Amazon EKS Upgrade Guidance (v1.25 to 1.26)

Co-authored by Containers Specialists at Amazon Web Services (AWS)

Abhishek Nanda, Containers Specialist Solutions Architect, AWS India
Arun Nalpet Ramakrishna, Sr. Specialist Technical Account Manager, AWS India
Gowtham S, Sr. Specialist Technical Account Manager, AWS India
Gladwin Neo, Associate Containers Specialist Solutions Architect, AWS Singapore
Glendon Thaiw, AWS Startups Solutions Architect, AWS Singapore

Overview

As one of the largest and most popular open-source projects for building cloud-native applications, the Kubernetes project is continually integrating new features, design requests, and bug fixes through version upgrades. New version updates are available on average every three months.

Amazon Elastic Kubernetes Service (EKS) is a managed Kubernetes platform provided by AWS to enable customers to deploy, manage, and scale Kubernetes clusters on the AWS Cloud.
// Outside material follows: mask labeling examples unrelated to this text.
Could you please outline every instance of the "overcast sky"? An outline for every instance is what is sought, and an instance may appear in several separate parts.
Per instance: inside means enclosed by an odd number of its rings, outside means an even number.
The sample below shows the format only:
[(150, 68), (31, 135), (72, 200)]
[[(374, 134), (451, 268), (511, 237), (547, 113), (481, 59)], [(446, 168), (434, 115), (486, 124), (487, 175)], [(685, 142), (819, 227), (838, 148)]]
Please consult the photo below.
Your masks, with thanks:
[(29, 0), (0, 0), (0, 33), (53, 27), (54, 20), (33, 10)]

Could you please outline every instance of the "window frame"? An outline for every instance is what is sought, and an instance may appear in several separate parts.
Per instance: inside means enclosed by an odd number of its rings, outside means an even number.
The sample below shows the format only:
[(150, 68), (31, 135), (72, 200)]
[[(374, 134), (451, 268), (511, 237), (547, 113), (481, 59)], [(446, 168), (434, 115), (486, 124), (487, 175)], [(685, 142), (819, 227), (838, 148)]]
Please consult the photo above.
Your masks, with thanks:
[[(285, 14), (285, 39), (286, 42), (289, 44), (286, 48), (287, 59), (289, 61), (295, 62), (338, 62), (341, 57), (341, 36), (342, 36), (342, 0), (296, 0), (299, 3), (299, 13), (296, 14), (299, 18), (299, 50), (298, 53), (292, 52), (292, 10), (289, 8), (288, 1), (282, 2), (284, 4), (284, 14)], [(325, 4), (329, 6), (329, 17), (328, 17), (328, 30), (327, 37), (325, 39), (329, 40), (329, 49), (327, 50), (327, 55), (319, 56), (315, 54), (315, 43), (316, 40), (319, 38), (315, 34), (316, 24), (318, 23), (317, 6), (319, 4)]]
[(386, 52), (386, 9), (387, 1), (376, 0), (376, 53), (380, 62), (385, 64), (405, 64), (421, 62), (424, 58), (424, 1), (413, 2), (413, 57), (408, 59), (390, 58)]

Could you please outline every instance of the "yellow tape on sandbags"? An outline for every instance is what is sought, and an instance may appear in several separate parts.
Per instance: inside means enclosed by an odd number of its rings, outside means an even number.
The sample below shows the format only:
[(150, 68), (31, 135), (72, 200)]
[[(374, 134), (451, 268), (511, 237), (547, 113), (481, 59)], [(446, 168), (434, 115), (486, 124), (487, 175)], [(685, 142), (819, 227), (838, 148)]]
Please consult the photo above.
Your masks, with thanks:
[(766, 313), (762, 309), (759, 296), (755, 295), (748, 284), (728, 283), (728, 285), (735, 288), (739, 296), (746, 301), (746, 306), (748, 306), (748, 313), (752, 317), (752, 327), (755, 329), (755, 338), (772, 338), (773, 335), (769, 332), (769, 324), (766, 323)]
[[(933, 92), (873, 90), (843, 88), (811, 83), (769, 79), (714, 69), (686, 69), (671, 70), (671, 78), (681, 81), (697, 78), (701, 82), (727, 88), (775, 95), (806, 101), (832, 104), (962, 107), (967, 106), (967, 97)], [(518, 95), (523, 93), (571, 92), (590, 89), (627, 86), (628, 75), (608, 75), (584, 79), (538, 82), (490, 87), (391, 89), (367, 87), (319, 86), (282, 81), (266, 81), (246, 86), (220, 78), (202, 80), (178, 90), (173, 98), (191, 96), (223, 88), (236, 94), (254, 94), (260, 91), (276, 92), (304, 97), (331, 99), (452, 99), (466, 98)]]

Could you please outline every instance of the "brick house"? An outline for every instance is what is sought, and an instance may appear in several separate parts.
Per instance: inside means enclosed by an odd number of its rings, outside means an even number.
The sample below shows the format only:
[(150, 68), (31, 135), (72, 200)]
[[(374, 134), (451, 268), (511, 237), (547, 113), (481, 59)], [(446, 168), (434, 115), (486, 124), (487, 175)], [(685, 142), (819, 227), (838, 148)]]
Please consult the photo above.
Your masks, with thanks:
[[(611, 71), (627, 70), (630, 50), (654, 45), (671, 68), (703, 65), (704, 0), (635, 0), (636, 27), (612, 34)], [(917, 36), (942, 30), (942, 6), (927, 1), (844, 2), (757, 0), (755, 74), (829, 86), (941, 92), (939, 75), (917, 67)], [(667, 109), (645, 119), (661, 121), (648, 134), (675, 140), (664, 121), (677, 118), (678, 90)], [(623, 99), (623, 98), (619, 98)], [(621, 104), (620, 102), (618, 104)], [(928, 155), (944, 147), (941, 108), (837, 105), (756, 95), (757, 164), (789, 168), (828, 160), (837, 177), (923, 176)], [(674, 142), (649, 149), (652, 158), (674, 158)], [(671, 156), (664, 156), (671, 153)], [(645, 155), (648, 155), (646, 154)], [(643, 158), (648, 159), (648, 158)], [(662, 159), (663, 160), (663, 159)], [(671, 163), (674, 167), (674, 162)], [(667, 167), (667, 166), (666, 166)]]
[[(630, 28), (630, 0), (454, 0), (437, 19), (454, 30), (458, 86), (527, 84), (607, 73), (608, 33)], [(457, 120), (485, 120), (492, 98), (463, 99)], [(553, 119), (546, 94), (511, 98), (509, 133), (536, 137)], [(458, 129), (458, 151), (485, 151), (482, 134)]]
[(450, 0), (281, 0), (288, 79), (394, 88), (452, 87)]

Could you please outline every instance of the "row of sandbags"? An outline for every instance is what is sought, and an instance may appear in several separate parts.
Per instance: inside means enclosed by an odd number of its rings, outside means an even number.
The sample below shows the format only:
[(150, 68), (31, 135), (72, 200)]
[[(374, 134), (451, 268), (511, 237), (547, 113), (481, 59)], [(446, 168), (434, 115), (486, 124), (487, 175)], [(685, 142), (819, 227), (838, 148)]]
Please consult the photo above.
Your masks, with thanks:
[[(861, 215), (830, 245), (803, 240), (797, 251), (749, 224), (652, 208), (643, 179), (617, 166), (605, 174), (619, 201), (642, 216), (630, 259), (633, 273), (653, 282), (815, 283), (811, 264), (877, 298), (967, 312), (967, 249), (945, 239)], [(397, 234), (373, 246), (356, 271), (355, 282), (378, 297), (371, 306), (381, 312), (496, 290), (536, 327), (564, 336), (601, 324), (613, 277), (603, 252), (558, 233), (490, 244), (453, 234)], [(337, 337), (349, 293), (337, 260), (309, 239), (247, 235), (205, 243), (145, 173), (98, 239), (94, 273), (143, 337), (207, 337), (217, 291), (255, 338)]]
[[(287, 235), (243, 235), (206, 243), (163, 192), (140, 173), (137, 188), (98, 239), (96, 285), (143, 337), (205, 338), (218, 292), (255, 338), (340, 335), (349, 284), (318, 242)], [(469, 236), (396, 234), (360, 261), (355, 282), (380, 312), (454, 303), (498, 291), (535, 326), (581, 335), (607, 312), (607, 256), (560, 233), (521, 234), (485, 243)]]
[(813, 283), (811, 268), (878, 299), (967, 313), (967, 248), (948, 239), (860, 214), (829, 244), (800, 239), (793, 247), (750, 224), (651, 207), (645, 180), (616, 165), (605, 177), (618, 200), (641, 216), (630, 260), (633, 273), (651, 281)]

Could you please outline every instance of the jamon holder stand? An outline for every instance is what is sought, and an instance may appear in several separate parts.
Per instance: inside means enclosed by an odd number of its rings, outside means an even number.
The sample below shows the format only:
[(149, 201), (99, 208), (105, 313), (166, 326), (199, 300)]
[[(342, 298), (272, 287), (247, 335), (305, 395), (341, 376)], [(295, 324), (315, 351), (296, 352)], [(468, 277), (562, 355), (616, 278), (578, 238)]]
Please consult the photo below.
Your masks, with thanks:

As EKS is based on open-source Kubernetes, AWS constantly updates EKS to ensure compatibility with the latest version of Kubernetes, while providing backward compatibility for older versions.

At AWS, Containers Specialists work closely with customers daily to help them with the migration and upgrades of large-scale EKS deployments. In this blog post, we have consolidated a list of best practices, strategies, and gotcha’s gathered from the field to help you kickstart your EKS Upgrades journey.

What you can expect from this post

This blog post distils best practices, techniques, and advanced considerations for performing EKS version upgrades. While this post primarily focuses on EKS v.125 to 1.26 upgrade, tips and strategies shared here can be applied to other version upgrades.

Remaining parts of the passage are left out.